Edward G. Robinson, best known as the megalomaniac gangster in Little Caesar (1930), was no stranger to playing characters on the wrong side of the law, but in Double Indemnity he plays the lethal lovers' nemesis, Barton Keyes, a shrewd investigator who can smell a phony insurance claim a mile away. The film places the three leads in an unconventional love triangle - Neff lights Keyes' smokes more often and more affectionately than he does Phyllis' cigarettes, and he tells the other man "I love you" at least as much. At the end, it's Keyes who kneels by the fallen Neff, in what Bernard F. Dick, in his book Billy Wilder (Twayne, 1980), calls "one of the most powerful images of male love ever portrayed on the screen: a pieta in the form of a surrogate father's lighting the cigarette of his dying son." It's the most tender moment in an otherwise hard-as-steel story.

Although Barbara Stanwyck played heavies before, she had never been cast as an out-and-out murderess. She was afraid of the role, she told Wilder. "Well, are you a mouse or an actress?" he replied - just the sort of remark to get the desired reaction from Stanwyck. Never one to back down from an acting challenge, she took the part and turned it into one of her best. Known for her easy-going, non-temperamental, and thoroughly professional approach to acting, Stanwyck worked well with Wilder. "She is as good an actress as I have ever worked with," he later said. "Very meticulous about her work. We rehearsed the way I usually do. Hard. There were no retakes." Indeed, Stanwyck was beloved by many directors, actors and technicians in the business. Probably the only negative comment to emerge about her performance in Double Indemnity has nothing to do with her acting; some critics complained about the fake blonde wig she was required to wear as Phyllis. True, it does add to the character's flashy nature and insincere manner, but as one Paramount executive said after viewing early rushes, "We hire Barbara Stanwyck and here we get George Washington."

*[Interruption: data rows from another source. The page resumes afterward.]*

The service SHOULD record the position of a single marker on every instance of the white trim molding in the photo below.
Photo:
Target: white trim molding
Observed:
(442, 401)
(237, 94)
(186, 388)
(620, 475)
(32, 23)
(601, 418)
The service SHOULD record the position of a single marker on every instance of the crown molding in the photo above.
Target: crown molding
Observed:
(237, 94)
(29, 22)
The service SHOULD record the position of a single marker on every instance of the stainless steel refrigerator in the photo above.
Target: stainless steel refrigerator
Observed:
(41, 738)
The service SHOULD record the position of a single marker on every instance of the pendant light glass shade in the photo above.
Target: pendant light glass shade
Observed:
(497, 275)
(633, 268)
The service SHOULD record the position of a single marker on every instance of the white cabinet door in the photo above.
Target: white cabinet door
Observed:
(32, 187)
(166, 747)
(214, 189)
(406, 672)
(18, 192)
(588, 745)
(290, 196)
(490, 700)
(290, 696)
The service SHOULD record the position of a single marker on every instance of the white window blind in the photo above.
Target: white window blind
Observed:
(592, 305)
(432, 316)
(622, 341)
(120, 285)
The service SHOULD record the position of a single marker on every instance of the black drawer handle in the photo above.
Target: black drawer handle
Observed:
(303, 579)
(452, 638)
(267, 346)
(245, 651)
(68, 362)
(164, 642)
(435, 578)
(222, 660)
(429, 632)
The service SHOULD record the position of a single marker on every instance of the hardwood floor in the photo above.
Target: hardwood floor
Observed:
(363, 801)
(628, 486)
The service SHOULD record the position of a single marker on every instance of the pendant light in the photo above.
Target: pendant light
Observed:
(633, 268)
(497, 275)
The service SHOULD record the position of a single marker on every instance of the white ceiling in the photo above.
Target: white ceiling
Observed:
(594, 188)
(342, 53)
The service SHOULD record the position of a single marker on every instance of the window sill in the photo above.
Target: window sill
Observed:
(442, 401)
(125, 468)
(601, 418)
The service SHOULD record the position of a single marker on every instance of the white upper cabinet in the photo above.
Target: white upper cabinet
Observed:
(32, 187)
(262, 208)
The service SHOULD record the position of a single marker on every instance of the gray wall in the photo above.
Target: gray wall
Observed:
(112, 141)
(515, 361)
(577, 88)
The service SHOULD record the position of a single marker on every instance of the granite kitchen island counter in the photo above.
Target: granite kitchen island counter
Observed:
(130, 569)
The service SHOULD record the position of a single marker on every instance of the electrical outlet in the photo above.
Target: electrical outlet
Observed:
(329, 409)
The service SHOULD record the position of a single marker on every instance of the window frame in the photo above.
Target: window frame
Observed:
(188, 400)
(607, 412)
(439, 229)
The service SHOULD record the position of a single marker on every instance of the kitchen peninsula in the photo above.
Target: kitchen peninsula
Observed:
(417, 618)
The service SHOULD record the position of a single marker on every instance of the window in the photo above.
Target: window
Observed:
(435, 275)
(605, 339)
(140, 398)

Casting Walter Neff wasn't so easy. At first Wilder tried to interest Alan Ladd, then George Raft. After the director told Raft the story, the actor asked him, "Where's the lapel?" Lapel? Raft explained he was waiting for the moment when Neff would flip over his lapel and reveal the police or FBI badge underneath, thus identifying himself as the film's true hero in the final reel. No lapel, Wilder said. No deal, Raft replied. Then Wilder came up with the idea of using Fred MacMurray, who had a much more genial screen image at the time. "I'm a saxophone player; I do little comedies with Carole Lombard," MacMurray argued. Wilder eventually convinced the actor to take a bold step. Years later, MacMurray would look back on Walter Neff as his favorite role.

Double Indemnity was both a popular and critical success upon its release. It also caught the attention of Hollywood at Oscar® time, winning eight Academy Award nominations including Best Picture, Best Actress, Best Director, Best Screenplay and Best Dramatic Score.